In 2007 businessman Zvi Levi acquired control of the company for approximately NIS 5 million, and has held a controlling stake ever since.

=== Recovery and growth of the fuze business (2010–2022) ===
Aryt's core business today derives almost entirely from Reshef Technologies, which was founded in 1984 by Yoram Oron and Yaron Eitan and manufactures electronic fuzes for artillery shells, mortar bombs, tank rounds, rocket artillery and loitering munitions at a plant in Sderot. The Sderot plant, opened in 1988, repeatedly faced closure threats over the following decades amid fluctuating defense orders, including a full shutdown announcement in 2003 that was reversed after new Ministry of Defense orders were received.

In 2009 Reshef signed its first cooperation agreement with India's state owned defense electronics company Bharat Electronics (BEL) to supply fuzes to the Indian Army, though substantial orders did not begin until 2016. Reshef also helped BEL set up its own electronic fuze assembly line in India.

=== Rapid expansion (2023–2026) ===
Aryt's revenue and share price began rising sharply after it won an Indian Ministry of Defense tender in March 2023, worth an estimated $170–190 million over ten years, to supply about 500,000 artillery fuzes per year.

Demand accelerated further following the 7 October 2023 attacks and the ensuing Gaza war, as the Israel Defense Forces increased procurement of artillery munitions. The plant's order backlog grew from about NIS 220 million in November 2023 to NIS 430 million in August 2024 and NIS 700 million by November 2024, after Aryt received a NIS 310 million order from a North American customer for delivery in 2025. The company leased additional buildings near its Sderot plant, added production lines and significantly expanded its workforce to meet demand.

By late 2024 Aryt had also signed a further ten year agreement with Bharat Electronics guaranteeing about $20 million in annual revenue, and had begun exploring distribution partnerships in Europe, including a memorandum of understanding with a Danish company.

For full year 2025, Aryt reported revenue of approximately NIS 525 million (about $168 million), an increase of more than 300% from 2024, and net profit of NIS 346.8 million (about $111 million), roughly six times the prior year's figure; gross margin rose to 69% of sales, up from 56% in 2024, and the order backlog reached about NIS 785 million. About 60% of 2025 sales were generated internationally and 40% in Israel; the company also announced it had completed development of a locally manufactured battery for its fuzes, reducing reliance on imported components after wartime supply disruptions, and said it was developing an advanced fuze for precision loitering munitions led by Brig. Gen. (res.) Zvika Haimovitz.
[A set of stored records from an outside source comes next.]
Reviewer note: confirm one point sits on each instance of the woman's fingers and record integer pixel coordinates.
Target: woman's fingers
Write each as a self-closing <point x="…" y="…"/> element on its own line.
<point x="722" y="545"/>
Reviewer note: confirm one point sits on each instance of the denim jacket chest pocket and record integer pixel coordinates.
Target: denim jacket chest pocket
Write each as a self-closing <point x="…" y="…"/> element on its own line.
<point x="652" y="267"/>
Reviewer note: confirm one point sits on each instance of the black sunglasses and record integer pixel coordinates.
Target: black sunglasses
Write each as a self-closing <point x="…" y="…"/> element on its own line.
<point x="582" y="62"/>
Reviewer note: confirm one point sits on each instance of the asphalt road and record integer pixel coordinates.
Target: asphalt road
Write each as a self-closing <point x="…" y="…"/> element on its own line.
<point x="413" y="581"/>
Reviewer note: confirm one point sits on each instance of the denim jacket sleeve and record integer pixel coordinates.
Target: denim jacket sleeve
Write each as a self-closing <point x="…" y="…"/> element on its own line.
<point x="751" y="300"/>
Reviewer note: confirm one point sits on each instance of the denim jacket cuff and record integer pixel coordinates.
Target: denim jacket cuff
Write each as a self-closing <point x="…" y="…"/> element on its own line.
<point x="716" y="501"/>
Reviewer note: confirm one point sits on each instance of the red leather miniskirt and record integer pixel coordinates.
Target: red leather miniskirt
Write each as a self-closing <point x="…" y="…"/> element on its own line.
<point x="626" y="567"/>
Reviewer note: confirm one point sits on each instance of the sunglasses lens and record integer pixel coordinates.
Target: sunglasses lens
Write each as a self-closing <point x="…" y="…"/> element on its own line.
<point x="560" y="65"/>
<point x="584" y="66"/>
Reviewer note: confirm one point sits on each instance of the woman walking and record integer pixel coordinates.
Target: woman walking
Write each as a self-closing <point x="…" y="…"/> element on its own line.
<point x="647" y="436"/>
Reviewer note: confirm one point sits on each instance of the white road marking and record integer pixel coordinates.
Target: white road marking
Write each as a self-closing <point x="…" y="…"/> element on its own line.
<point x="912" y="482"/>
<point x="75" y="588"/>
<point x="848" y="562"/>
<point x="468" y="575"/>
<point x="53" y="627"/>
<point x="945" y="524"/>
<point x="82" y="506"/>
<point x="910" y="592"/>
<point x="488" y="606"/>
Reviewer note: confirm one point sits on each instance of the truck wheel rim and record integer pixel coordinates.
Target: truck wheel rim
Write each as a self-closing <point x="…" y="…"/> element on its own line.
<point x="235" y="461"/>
By early 2025 Aryt's market capitalization had risen to roughly NIS 2.1-2.2 billion, up from about NIS 5-14 million when Levi acquired control in 2006-2007, with the stock delivering a cumulative return reported at roughly 2,650% over the three years following Russia's invasion of Ukraine.

=== 2026 insider trading investigation ===
In February 2026 investigators from the Israel Securities Authority searched the offices of Aryt Industries and Reshef Technologies over suspicions that a senior investment executive had traded shares using leaked insider information; the company denied wrongdoing, and its share price fell following the reports. At the time, Aryt's market value was reported at approximately NIS 6.2 billion (about $2 billion), and Chairman Zvi Levi's stake was reported at 39%.

== Operations ==
Aryt's principal business is conducted through Reshef Technologies, which develops, manufactures and markets electronic fuzes for artillery, mortar, tank and rocket ammunition, as well as guided munitions, primarily for the Israel Defense Forces and export customers including India. Products include:
- Proximity fuzes for high angle trajectory weapons (mortars, artillery, rockets), which detonate ammunition at a pre-set height above ground
- Time fuzes, which trigger illumination and smoke rounds at a set time after firing, or detonate tank rounds before, at, or beyond a target
- Impact fuzes, which detonate on contact, with or without delay
- Fuzes for precision guided munitions, incorporating communication with the operator to allow in flight mission changes or abort

Reshef and its development partners won the Israel Defense Prize in 2011 for the development of fuzes used in the "Kalanit" artillery shell.